SIRAKOVO, Bulgaria (Reuters) - As retirement neared a decade ago, German butcher Waldemar Hackstaetter took stock of his finances and concluded he and wife Hildegard couldn't afford to remain in their home country.

So they moved to rural Bulgaria, where they knew their combined income of 1,200 euros (£1,026) would buy a lot more.

"The month stretched further than our pension did (in Germany) and we didn't want to become a burden to our children," 78-year-old Waldemar said.

If the Hackstaetters were pioneer emigrants, they are now part of what is slowly becoming a diaspora.

Since they left, Germany's economy has prospered, drawing a steady flow of immigrants that peaked with over a million who crossed its borders at the invitation of Chancellor Angela Merkel during the refugee crisis of 2015.

Over the same ten years, numbers of German retirees persuaded by poverty to move the other way have risen as much as eightfold.
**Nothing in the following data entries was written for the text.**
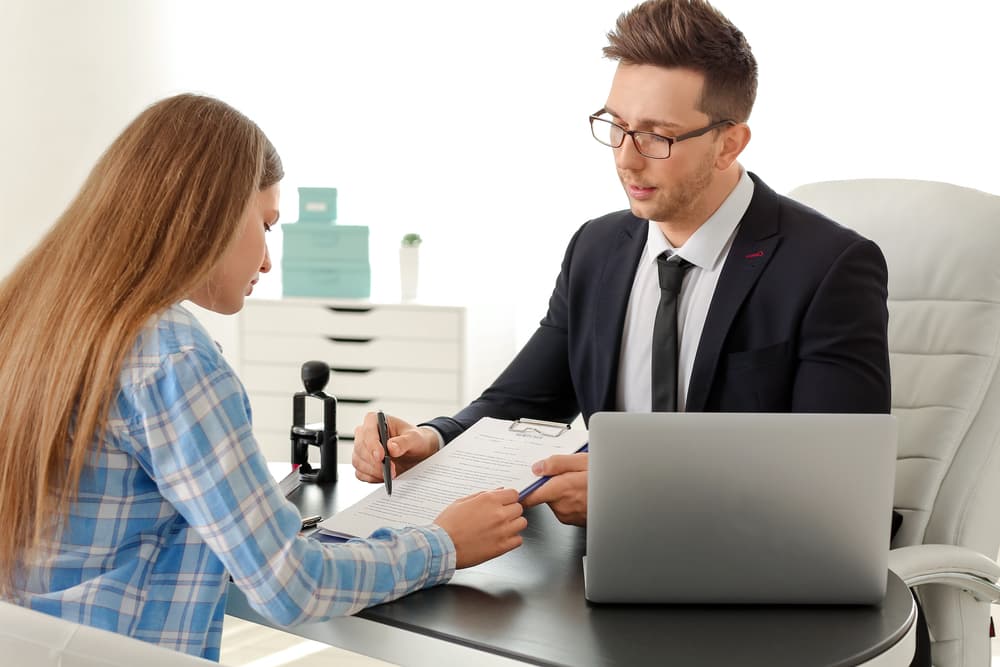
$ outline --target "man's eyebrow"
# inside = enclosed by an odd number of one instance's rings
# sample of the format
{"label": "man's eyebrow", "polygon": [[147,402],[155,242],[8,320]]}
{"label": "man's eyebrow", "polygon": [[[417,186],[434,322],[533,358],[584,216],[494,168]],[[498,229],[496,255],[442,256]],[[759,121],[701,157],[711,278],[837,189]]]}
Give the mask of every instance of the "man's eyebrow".
{"label": "man's eyebrow", "polygon": [[[615,113],[614,110],[611,109],[610,107],[604,107],[604,111],[611,114],[615,118],[621,118],[621,115]],[[635,124],[638,126],[644,125],[646,127],[667,127],[667,128],[677,128],[677,129],[681,127],[677,123],[671,123],[670,121],[666,121],[661,118],[639,118],[638,120],[636,120]]]}

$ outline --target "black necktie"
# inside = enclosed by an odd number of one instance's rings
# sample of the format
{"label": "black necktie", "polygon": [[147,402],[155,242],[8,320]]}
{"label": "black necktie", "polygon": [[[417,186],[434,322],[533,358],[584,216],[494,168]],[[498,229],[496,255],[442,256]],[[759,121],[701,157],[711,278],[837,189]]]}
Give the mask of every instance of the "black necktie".
{"label": "black necktie", "polygon": [[656,258],[660,305],[653,323],[653,412],[677,410],[677,295],[684,274],[693,266],[681,257],[669,259],[667,252]]}

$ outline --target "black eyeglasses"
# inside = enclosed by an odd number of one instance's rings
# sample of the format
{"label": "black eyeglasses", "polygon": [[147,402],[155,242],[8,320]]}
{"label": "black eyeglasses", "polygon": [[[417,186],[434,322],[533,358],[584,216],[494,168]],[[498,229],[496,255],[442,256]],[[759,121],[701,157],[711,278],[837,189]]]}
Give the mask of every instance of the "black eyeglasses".
{"label": "black eyeglasses", "polygon": [[612,123],[607,118],[601,118],[601,114],[603,113],[607,112],[604,109],[600,109],[590,116],[590,131],[593,133],[594,139],[597,139],[605,146],[621,148],[621,145],[625,142],[625,136],[628,135],[632,137],[632,143],[635,145],[635,149],[639,151],[639,155],[644,155],[654,160],[666,160],[670,157],[670,149],[678,141],[700,137],[725,125],[736,125],[736,121],[734,120],[720,120],[711,125],[706,125],[700,130],[685,132],[676,137],[665,137],[662,134],[654,134],[653,132],[626,130],[621,125]]}

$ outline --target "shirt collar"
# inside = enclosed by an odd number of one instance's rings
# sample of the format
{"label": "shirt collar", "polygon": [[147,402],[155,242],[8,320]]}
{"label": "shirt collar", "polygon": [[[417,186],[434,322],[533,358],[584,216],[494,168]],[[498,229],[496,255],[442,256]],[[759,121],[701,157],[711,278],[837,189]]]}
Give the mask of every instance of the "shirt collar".
{"label": "shirt collar", "polygon": [[676,253],[699,269],[714,270],[723,259],[722,254],[729,239],[739,227],[740,220],[743,219],[753,198],[753,181],[750,179],[750,174],[745,169],[741,171],[742,175],[733,191],[715,213],[695,230],[680,250],[670,245],[659,225],[650,220],[646,236],[646,260],[655,262],[664,251],[669,251],[671,255]]}

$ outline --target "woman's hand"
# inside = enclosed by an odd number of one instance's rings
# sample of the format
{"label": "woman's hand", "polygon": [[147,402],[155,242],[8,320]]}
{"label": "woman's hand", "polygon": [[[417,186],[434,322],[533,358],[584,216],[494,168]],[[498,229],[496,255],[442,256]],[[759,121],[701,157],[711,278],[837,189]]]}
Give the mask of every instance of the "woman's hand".
{"label": "woman's hand", "polygon": [[471,567],[521,546],[528,525],[516,489],[459,498],[434,519],[455,543],[456,567]]}

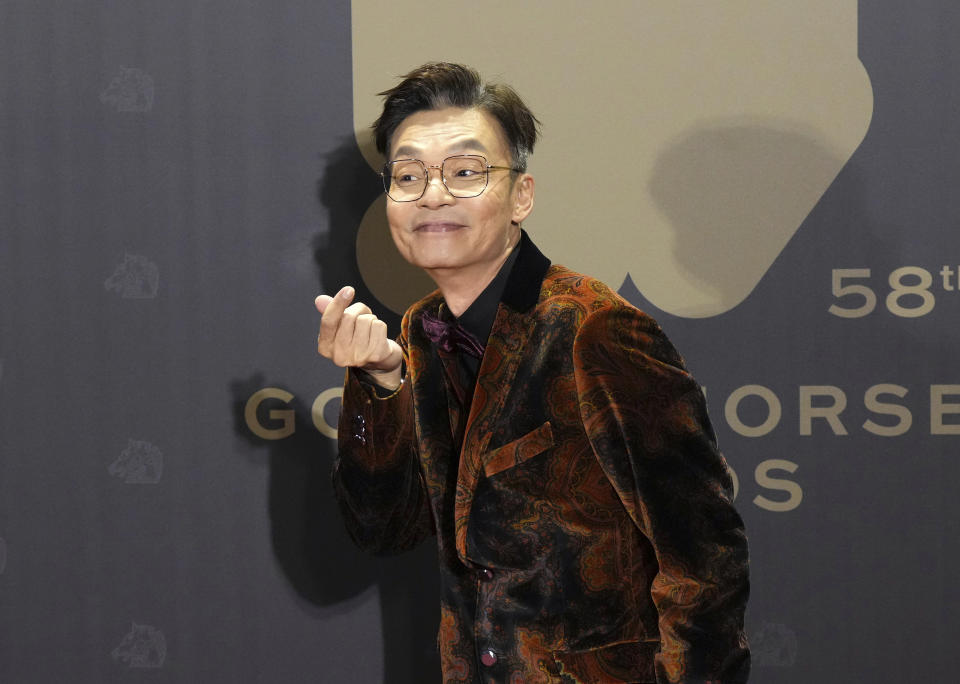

While modest in absolute terms, the trend is clear. In 2002, 107 Germans were getting their state pensions wired to Bulgaria. By 2018 it was 652. The equivalent increase in Thailand was from 671 to 5,415.

Many, like the Hackstaetters, will have emigrated for economic reasons, and growing numbers of pensioners in Germany are now living below the poverty line.

That loss of purchasing power has been a factor in the flood of elderly citizens - a traditionally loyal conservative voter base - who have ditched Merkel's mainstream alliance for more radical parties, weakening her position as head of government.

Others in that category interviewed by Reuters https://www.reuters.com/article/us-germany-politics-bavaria/between-berlin-and-bavaria-merkels-uneasy-allies-idUSKBN1CB1S5 cited the perception that asylum seekers were getting more financial support than pensioners.

In the 2017 national election, one in ten voters in the 60-69 age group deserted the chancellor's CDU/CSU conservative alliance and one in 12 switched to the far-right AfD.

A row over state pensions has come close to dismantling Merkel's coalition with the centre-left Social Democrats. In November they agreed to create a "basic pension" for people who have been employed all their working lives.

But that truce appears fragile, and the debate over pensions is expected to be a pivotal factor in the next national election earmarked for 2021.

While German pensions have outstripped inflation over the past decade, inequalities have also grown. The proportion of pensioners living in poverty rose to 19% last year from 16% in 2017, federal data shows.

"HOME IS WHERE I CAN AFFORD"

"For me, home is where I can afford to live, and I can't live in Germany," said Waldemar.

Sirakovo, the village where he and Hildegard settled, has drawn other elderly Germans while many of its younger Bulgarian residents have left to work abroad.

So Germany's economically driven pensioner exodus mirrors, albeit on a far smaller scale, the flows of young migrants from poor to richer countries, with both groups often facing uncertain futures.

Joerg Dunsbach, a German Catholic priest who ministers to compatriots in Thailand, speaks sadly of those who die unmourned after emigrating on retirement and losing contact with their families.

"Every year, 40 to 60 German, Swiss or Austrian citizens die here alone, almost all of them pensioners," he said.

But in Sirakovo, the good life goes on.

The Hackstaetters' German neighbour, Brigitte Haager-Horn, has come round for drinks.

"I find it ...a terrible sign of impoverishment that so many pensioners can't manage in Germany," she said.

"But I'm very grateful to be here. This year I've managed to make my first batch of homemade wine, and my first rakija (brandy)," she said. "Cheers!"